Todos os olhos estão voltados para o franco-marroquino Salah Abdeslam, o único dos integrantes do comando suicida que ainda está vivo. Até hoje sua participação na ação não é clara. O julgamento, que deve durar nove meses, será uma oportunidade
para que detalhes de seu envolvimento venha a público.
Nos dias seguintes aos atentados, a suspeita era de que ele teria sido o motorista que conduzira o grupo de nove extremistas até Paris. Depois surgira a versão segundo a qual ele teria desistido de praticar pessoalmente os ataques e voltado a Bruxelas, onde morava. Com o tempo, a conexão com o grupo que explodiu, no ano seguinte, o aeroporto e o metrô da capital belga (32 mortos), evidenciou a existência de uma célula extremista no eixo Paris-Bruxelas.
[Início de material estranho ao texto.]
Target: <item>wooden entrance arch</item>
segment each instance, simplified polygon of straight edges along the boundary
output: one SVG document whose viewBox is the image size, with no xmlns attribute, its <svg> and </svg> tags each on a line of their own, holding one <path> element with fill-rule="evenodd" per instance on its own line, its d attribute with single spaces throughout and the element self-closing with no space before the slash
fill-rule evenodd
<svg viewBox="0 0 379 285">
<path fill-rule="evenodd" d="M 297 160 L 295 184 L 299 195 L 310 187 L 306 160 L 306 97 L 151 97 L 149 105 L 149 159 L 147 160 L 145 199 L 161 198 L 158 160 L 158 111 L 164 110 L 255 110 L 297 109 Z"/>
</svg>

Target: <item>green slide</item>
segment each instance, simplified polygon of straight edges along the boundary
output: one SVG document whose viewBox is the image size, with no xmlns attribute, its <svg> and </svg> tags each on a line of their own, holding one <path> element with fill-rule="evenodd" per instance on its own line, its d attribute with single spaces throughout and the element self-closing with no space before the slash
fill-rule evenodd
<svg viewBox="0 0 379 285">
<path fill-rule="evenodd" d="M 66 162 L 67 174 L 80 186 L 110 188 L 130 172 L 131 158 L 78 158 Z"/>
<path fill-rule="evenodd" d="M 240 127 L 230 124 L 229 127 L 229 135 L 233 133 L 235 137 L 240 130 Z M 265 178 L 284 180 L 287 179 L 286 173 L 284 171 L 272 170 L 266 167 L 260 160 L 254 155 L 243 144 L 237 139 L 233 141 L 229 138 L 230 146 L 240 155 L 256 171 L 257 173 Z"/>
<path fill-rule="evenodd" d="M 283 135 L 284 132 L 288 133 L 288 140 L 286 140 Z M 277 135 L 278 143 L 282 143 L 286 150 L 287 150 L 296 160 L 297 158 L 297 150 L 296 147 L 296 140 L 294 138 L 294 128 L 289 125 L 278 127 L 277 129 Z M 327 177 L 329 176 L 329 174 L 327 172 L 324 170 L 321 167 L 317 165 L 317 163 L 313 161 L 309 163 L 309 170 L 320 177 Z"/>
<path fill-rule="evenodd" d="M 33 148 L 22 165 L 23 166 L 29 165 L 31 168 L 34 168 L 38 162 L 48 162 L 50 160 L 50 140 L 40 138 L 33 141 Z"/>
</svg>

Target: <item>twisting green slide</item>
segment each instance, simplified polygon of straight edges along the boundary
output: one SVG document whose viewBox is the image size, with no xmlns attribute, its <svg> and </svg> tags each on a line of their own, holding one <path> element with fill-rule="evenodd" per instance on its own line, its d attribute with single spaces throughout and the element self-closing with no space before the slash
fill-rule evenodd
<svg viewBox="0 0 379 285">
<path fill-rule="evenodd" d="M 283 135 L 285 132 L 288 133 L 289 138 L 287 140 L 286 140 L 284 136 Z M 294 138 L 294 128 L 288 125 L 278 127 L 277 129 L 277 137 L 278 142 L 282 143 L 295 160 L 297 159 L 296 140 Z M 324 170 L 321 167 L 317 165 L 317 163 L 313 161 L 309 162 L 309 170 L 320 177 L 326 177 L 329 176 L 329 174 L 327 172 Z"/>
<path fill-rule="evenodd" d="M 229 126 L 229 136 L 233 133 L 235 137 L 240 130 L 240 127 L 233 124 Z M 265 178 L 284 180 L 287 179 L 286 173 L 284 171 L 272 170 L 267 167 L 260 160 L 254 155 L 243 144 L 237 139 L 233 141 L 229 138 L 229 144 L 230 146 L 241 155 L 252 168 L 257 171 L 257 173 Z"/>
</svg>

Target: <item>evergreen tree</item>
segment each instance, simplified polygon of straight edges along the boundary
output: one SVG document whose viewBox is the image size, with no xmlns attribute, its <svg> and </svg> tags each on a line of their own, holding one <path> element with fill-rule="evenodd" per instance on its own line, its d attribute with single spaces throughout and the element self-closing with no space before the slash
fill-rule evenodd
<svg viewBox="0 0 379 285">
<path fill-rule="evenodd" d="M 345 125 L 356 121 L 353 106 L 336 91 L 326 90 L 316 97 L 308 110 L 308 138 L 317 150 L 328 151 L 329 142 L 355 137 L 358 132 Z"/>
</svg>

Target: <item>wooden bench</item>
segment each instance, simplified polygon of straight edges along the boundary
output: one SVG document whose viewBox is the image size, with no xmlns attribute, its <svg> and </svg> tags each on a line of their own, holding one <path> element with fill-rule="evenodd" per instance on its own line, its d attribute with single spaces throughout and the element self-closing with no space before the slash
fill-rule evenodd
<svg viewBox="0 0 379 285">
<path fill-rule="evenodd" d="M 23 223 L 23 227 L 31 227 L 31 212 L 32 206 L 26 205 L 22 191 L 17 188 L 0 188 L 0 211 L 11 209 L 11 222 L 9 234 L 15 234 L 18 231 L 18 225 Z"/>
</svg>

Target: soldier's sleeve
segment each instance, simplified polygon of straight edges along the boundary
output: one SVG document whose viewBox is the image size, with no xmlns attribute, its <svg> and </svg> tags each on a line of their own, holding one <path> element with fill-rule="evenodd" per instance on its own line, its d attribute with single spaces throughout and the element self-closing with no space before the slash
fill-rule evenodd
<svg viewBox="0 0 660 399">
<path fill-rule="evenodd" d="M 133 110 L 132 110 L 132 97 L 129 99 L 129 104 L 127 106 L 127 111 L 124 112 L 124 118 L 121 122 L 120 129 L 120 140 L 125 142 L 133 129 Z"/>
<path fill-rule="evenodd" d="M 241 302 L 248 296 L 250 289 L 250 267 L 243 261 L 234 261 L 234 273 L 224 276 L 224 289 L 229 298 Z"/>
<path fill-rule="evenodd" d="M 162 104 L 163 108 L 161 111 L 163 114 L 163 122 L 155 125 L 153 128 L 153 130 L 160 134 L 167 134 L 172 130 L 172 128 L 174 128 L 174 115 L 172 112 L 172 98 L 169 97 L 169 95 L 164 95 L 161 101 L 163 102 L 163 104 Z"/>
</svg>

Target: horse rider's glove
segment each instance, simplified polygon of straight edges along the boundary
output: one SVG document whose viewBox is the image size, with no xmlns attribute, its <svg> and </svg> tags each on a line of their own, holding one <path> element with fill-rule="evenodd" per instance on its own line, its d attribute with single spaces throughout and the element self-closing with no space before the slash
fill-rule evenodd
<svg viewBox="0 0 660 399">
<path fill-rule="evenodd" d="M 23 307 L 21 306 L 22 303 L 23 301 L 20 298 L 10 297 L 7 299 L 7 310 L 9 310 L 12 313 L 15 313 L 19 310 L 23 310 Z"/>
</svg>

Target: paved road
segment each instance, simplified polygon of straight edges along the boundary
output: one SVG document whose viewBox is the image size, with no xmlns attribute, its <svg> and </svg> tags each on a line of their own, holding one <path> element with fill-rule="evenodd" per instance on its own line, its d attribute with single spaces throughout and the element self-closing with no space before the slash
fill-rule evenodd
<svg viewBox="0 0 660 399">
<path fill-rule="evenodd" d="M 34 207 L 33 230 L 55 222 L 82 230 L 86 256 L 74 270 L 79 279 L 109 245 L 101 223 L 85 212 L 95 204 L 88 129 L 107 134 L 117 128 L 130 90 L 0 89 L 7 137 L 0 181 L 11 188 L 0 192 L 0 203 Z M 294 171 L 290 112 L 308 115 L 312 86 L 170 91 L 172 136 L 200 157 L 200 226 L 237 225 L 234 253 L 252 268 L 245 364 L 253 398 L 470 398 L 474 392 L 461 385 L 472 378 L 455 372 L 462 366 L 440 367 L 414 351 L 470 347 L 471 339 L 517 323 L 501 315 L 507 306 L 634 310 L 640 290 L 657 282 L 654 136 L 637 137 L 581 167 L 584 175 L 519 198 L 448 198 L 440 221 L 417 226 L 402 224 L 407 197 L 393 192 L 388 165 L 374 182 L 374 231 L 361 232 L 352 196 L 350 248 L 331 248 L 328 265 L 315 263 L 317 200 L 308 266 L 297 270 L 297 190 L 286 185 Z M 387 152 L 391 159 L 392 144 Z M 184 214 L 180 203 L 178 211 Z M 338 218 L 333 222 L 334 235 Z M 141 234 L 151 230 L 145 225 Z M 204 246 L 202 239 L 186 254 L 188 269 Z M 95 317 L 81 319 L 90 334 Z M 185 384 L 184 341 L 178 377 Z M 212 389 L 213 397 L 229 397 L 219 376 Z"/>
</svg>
Nesta quarta-feira (8), na abertura do julgamento, Abdeslam mostrou-se desafiante ao ser questionado pelo juiz sobre sua profissão, uma pergunta protocolar.
– Deixei tudo para me tornar um combatente do Estado Islâmico – afirmou.
Antes, dissera:
– Em primeiro lugar, quero dizer que não há outro Deus além de Alá e que Maomé é seu profeta. Agora, julguem-me, façam o que quiser de mim. Não tenho medo de vocês, coloco minha confiança em Alá e isso é tudo, não tenho nada a acrescentar.
Há uma ponte entre Nova York, palco principal dos atentados de 11 de setembro de 2001, e Paris, local dos ataques de 13 de novembro de 2015. A extensão da Guerra ao Terror dos Estados Unidos do Afeganistão para o Iraque, a queda de Saddam Hussein e o vácuo que se seguiu transformaram o país do Oriente Médio em um imã para terroristas, que originaram o Estado Islâmico (EI), um grupo ainda mais cruel do que a rede Al-Qaeda, que havia atacado Nova York e Washington. A Europa se tornou o campo de batalha de voluntários suicidas enviados pelo califado ou que surgiram nas entranhas de suas periferias, em geral por conta de pobreza, desemprego e desilusão que alimentam as veias do jihadismo. Como Paris, houve antes as bombas em Madri e Londres. Depois, houve Bruxelas, Nice, Berlim, Barcelona, Estrasburgo, Manchester, Estocolmo e outros horrores. O modus operandi dos extremistas foi migrando de homens-bomba a lobos solitários, com ligações cada vez mais difusas com o EI, a atropelar e esfaquear civis em vias públicas.
Este será o “julgamento do século”, nas palavras da imprensa francesa, embora, infelizmente, não se possa dizer que o mundo em geral e a Europa em particular estejam livres de novos atentados terroristas “nesse século” que está apenas no início de sua terceira década.